Credit: NASA/GSFC/Arizona State University
NASA researchers have pieced together a view of the moon that's impossible from Earth.
The stunning new mosaic images and mesmerizing moon video show what Earth's nearest neighbor looks like as it rotates under the sun.
Because of the gravitational pull our planet exerts its natural satellite, the moon has become "tidally locked," meaning it always keeps the same face pointed toward Earth.
The far side, which is always pointed away from Earth, is sometimes incorrectly referred to as the dark side. From the ground, Earthlings can't see what this hemisphere looks like as the sun moves across its surface during the changing lunar cycle. The Soviet Luna 3 spacecraft snapped the first farside portrait in 1959. Several NASA astronauts actually set their eyes on this hidden region during the Apollo moon missions of the 1960s and 1970s.
The new view of the always sunny, spinning moon shows what each side of the celestial body looks like under high noon — or what it might look like to us if it were free of tidal locking.
The pictures and time-lapse video were created using data from NASA's Lunar Reconnaissance Orbiter (LRO), a $504 million probe that launched in June 2009 and circles the moon at an altitude of 30 miles (50 kilometers).

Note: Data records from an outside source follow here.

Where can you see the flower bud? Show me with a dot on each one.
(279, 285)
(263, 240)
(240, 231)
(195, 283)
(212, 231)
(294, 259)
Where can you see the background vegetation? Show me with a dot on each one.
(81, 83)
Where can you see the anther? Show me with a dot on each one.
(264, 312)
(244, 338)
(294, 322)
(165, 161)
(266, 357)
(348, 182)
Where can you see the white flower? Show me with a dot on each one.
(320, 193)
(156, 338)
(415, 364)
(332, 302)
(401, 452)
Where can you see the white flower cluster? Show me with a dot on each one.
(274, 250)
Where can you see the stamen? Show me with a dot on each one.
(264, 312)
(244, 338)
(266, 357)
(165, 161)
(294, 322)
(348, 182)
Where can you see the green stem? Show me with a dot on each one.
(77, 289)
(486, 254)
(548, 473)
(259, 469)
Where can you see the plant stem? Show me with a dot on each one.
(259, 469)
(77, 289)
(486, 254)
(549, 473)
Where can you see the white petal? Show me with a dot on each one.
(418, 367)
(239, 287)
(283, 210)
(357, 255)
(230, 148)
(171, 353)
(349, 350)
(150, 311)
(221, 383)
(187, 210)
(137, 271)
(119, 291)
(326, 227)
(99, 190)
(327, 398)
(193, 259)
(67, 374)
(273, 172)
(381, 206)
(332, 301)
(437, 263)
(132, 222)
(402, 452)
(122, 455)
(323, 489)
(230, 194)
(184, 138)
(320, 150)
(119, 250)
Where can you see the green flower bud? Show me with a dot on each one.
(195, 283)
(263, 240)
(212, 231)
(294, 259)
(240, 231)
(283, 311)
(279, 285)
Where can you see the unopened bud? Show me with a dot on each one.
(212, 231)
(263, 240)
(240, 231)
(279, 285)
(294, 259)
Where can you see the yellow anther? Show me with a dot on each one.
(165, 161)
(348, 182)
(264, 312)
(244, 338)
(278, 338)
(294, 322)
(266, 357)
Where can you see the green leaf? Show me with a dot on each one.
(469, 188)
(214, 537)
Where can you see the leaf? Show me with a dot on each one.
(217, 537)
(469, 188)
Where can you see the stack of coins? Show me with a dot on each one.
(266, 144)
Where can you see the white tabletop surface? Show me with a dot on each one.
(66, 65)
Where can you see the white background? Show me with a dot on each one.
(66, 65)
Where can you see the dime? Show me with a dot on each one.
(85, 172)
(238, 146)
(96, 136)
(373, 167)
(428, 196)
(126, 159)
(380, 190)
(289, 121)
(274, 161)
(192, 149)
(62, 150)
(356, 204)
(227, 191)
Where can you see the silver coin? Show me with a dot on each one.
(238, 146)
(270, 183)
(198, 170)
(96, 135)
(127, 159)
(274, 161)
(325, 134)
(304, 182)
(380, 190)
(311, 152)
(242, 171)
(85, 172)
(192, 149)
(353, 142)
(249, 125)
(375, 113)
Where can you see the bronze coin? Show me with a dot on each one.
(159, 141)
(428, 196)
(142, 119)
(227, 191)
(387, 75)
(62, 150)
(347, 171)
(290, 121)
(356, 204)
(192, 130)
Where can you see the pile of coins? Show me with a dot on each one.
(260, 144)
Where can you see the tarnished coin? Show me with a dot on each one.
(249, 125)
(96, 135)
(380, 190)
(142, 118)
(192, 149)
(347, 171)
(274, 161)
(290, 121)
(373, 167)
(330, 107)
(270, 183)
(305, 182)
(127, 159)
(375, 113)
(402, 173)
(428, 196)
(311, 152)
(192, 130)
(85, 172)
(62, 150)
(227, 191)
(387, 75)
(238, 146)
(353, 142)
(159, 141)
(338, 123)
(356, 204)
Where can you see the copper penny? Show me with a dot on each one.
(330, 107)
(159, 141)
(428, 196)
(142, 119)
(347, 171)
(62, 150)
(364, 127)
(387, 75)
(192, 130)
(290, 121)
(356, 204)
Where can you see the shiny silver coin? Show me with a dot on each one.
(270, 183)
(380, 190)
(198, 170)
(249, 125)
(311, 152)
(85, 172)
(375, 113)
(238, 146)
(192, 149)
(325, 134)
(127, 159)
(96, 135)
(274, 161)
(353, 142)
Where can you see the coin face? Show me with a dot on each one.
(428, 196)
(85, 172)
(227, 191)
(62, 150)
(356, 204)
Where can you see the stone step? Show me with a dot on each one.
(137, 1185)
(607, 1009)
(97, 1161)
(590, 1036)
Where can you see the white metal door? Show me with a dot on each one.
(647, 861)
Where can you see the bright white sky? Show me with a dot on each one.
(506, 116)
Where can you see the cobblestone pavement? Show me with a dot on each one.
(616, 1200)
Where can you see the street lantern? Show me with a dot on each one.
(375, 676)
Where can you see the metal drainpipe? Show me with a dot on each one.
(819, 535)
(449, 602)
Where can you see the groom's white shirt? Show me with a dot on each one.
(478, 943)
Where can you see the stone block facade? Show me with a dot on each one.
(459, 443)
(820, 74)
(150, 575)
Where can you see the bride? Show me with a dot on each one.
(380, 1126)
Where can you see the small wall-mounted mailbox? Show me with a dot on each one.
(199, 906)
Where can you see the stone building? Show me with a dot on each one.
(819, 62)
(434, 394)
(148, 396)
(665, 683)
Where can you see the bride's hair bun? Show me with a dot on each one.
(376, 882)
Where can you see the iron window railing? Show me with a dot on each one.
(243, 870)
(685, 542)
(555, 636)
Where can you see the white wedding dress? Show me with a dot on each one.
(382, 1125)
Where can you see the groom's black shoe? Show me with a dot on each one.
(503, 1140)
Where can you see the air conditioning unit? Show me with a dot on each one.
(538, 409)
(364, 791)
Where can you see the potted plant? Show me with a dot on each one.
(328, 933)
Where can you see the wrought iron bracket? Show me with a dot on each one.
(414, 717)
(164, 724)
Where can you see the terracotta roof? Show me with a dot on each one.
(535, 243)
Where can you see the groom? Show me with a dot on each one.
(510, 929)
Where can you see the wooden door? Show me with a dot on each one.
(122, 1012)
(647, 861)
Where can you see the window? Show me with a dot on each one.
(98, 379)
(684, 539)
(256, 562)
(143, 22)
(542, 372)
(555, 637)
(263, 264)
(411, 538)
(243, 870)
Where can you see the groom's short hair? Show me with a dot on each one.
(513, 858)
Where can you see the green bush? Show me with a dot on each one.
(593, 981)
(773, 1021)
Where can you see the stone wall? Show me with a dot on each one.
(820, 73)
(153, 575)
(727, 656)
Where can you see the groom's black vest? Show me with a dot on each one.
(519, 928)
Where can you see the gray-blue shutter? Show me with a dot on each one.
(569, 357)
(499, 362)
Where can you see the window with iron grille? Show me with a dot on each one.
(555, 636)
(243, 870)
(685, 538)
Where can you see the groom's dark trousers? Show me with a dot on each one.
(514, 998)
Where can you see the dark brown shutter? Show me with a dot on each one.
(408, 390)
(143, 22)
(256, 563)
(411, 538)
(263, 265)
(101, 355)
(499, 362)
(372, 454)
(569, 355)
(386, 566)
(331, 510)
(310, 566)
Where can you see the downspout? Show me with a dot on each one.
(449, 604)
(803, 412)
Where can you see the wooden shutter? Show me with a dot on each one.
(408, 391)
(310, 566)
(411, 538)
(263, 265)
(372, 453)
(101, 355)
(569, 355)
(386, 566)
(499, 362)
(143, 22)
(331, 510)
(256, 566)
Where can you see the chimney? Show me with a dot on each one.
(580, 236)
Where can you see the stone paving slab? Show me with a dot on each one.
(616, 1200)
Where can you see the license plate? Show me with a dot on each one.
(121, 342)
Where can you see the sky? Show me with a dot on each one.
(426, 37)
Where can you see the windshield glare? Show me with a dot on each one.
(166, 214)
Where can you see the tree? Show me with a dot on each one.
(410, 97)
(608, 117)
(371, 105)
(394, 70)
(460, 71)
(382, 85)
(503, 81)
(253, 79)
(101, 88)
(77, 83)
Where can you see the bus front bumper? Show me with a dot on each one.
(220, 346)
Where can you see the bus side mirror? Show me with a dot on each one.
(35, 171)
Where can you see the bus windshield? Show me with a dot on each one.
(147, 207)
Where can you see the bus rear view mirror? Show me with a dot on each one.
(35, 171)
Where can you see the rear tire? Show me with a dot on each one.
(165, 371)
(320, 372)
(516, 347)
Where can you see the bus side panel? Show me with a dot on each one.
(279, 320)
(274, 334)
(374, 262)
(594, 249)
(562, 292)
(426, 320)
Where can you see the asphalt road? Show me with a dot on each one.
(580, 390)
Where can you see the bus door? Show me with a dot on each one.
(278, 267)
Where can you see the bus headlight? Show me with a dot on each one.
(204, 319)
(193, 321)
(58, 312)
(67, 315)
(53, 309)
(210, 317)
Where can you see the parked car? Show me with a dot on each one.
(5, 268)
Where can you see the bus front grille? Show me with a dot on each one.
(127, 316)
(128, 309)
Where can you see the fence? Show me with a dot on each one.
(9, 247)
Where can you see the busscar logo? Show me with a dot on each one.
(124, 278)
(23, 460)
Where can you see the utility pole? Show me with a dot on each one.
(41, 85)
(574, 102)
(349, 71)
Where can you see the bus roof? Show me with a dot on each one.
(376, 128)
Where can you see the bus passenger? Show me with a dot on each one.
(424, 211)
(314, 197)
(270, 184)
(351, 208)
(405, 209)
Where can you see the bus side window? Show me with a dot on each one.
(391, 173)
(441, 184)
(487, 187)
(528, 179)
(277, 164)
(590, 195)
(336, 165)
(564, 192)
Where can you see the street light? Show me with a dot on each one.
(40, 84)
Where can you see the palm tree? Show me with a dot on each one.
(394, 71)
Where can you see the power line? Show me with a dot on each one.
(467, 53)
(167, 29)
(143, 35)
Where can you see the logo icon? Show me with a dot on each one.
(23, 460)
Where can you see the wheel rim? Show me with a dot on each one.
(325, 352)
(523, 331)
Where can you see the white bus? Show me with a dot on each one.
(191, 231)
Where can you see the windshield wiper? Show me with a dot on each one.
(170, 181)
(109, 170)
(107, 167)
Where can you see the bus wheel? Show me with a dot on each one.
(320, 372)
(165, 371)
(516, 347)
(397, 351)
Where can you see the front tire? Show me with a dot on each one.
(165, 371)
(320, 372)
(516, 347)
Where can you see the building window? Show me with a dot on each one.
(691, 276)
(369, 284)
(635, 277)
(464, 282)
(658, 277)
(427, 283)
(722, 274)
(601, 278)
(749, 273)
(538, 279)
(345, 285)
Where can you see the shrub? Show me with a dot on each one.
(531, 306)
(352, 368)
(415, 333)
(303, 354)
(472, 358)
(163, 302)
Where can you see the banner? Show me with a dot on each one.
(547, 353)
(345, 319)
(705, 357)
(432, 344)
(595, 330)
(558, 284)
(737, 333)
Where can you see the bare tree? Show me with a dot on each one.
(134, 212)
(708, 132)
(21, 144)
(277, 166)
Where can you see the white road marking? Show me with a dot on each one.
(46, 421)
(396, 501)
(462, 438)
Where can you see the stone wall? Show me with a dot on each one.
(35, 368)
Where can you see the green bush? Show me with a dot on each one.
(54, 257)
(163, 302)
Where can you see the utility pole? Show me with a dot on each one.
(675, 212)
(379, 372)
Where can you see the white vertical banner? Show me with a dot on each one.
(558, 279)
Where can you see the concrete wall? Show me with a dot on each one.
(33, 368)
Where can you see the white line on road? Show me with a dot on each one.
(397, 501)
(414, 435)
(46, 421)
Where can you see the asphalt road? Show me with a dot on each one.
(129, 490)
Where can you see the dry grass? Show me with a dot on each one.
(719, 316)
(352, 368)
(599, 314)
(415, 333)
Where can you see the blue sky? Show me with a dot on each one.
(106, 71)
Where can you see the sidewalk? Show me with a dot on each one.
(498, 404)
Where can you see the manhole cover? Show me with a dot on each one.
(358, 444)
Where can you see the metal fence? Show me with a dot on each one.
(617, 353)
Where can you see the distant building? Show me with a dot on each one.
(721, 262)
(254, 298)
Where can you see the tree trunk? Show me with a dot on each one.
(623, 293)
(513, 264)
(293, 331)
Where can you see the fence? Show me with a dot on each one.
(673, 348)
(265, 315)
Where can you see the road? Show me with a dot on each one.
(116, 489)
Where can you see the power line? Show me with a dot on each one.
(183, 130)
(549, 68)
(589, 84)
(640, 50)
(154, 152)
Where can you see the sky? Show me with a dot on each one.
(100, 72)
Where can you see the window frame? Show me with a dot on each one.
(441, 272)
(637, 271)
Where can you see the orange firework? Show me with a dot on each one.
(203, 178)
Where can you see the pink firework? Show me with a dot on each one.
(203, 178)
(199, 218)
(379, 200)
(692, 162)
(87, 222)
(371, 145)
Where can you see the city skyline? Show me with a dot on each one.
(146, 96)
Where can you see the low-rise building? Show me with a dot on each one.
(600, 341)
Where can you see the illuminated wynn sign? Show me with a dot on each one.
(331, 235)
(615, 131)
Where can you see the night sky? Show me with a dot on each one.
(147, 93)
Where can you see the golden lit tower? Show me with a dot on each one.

The orbiter's powerful Wide Angle Camera (WAC) maps nearly the entire moon every month from LRO's polar orbit, and has amassed an extensive record of how the lunar surface looks under different lighting conditions. (LRO is even equipped with instruments that are sensitive enough to map the moon's permanently shadowed regions, deep craters near its poles where the sun never shines.)
Topography variations on the lunar surface might be difficult to see with the sun always overhead in the new images, LRO researchers noted in a statement. However, the pictures enhance differences in albedo, or reflectance, across the lunar landscape, which can highlight which parts have been most and least affected by space weathering.